Посмотреть фильм пришло большинство представителей еврейской общины. Те, кто бывал в Израиле или хотя бы имел представление о том, что такое киббуц, после фильма, как правило, обменивались кривыми усмешками, однако даже они не отрицали эмоционального воздействия. Сделанный в типичной голливудской манере, фильм пробуждал в душах патриотизм, словно говоря: "Видите, у евреев хватает мужества. Когда необходимо, они тоже могут сражаться". В общем, традиционная мелодраматическая штамповка "фабрики грез", рекомендованная для просмотра журналом "Для родителей" и завоевавшая золотую медаль в качестве лучшего фильма, который можно смотреть всей семьей.
Очередь за билетами тянулась от кассы мимо здания кинотеатра к кондитерской, в витрине которой были выставлены различные сорта попкорна, оттуда к. прачечной самообслуживания, заворачивала за угол и заканчивалась чуть ли не в квартале от «Короны».
В очереди, как то обычно бывает в очередях, царила тишина. Арч и Фрэнк тоже помалкивали и ждали. Арч слушал транзистор, а Фрэнк Амато курил и переминался с ноги на ногу.

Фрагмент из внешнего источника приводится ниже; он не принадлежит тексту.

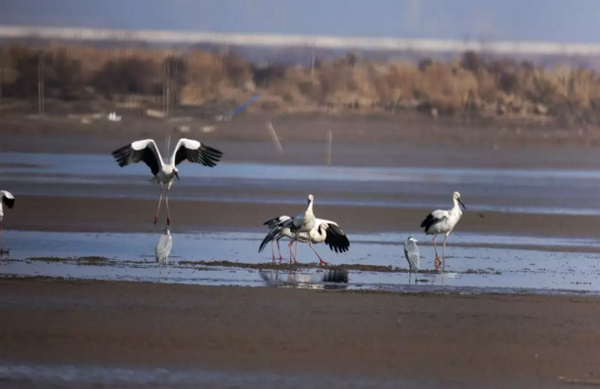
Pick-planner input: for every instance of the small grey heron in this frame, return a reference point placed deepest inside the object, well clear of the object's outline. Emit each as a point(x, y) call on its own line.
point(411, 252)
point(8, 199)
point(163, 247)
point(302, 222)
point(164, 173)
point(443, 222)
point(323, 231)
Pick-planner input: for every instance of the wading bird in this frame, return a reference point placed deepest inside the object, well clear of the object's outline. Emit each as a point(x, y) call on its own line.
point(411, 252)
point(302, 222)
point(323, 231)
point(8, 199)
point(163, 247)
point(443, 222)
point(272, 223)
point(164, 173)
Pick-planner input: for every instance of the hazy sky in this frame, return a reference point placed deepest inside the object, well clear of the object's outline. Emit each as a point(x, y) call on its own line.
point(549, 20)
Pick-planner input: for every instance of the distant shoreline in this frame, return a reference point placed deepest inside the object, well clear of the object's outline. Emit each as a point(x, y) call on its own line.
point(303, 41)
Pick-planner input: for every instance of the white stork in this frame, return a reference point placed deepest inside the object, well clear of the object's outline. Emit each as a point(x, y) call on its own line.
point(323, 231)
point(443, 222)
point(8, 199)
point(164, 173)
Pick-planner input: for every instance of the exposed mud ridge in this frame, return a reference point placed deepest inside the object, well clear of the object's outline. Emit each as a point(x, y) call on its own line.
point(299, 266)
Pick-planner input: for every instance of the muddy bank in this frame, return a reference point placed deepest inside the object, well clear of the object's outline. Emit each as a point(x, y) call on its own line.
point(484, 340)
point(46, 213)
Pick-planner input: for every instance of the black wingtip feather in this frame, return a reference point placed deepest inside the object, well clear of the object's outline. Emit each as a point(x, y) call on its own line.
point(336, 239)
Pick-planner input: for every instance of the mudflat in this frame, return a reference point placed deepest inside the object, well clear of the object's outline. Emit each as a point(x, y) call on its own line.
point(465, 340)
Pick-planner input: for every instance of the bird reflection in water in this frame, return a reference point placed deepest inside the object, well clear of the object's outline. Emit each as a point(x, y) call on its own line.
point(327, 280)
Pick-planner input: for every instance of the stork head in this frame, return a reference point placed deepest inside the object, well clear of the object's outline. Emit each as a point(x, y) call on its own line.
point(310, 198)
point(456, 196)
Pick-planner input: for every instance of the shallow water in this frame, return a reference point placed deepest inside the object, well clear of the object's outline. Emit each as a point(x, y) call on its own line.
point(476, 263)
point(542, 191)
point(84, 376)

Никто не обратил особого внимания на приближающийся рокот автомобильных движков. Перед кинотеатром резко затормозили три «фольксвагена». Захлопали дверцы, выпуская молодых людей в черных футболках, черных же брюках и черных армейских башмаках. На рукаве у каждого имелась оранжевая повязка с изображением свастики.
Юнцами руководил стройный белокурый паренек с пронзительным взглядом светло-серых глаз. Неонацисты выстроились перед кинотеатром и подняли лозунги, которые гласили: "Этот фильм сделали коммунисты!

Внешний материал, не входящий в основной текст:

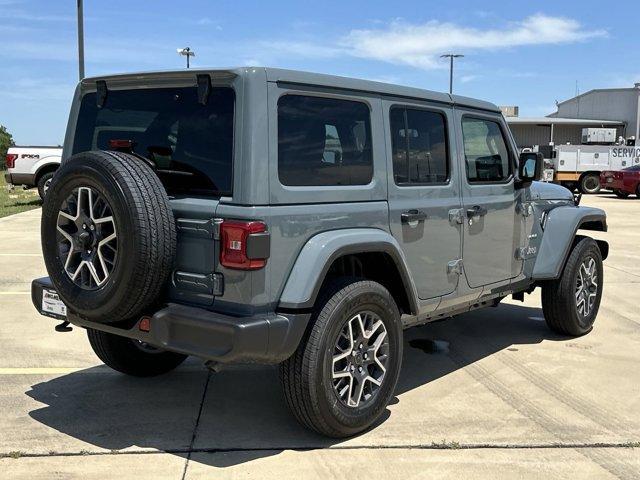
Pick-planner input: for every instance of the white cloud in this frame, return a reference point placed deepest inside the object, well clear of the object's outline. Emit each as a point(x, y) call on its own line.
point(207, 22)
point(468, 78)
point(419, 45)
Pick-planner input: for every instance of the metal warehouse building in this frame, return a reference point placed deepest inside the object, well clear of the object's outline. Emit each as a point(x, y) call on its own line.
point(545, 130)
point(611, 108)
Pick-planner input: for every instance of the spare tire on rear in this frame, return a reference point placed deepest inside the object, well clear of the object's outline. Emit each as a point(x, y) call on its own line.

Не смотрите его! Евреи, убирайтесь прочь! Хватит издеваться над Америкой! Настоящие американцы видят вас насквозь! Фильм развратит ваших детей! Не смотрите его!" А затем принялись распевать: "Грязные евреи, христопродавцы, грязные евреи…"
В очереди за билетами стояла шестидесятилетняя женщина по имени Лилиан Гольдбош.
Ее муж Мартин, старший сын Шимон и младший Аврам сгорели в печах Белзена. В Америку Лилиан приплыла вместе с восемью сотнями таких же, как она, беженцев на переоборудованном на скорую руку судне для перевозки скота, а до того пять лет скиталась по выжженной Европе. Здесь приняла гражданство и зажила более-менее в достатке, однако при виде свастики до сих пор мгновенно превращалась в насмерть перепуганную еврейку, которая избежала самого страшного только для того, чтобы очутиться в полном одиночестве. Лилиан Гольдбош изумленно, будто не веря собственным глазам, воззрилась на чернорубашечников, столь высокомерных в своем фанатизме, и в тот же миг к ней вернулись давно, казалось бы, забытые чувства — страх, ненависть, слепая ярость. В сознании женщины (которое, подобно сломавшимся часам, начало отсчитывать время вспять) словно вспыхнула искра, глаза заволокло кровавой пеленой.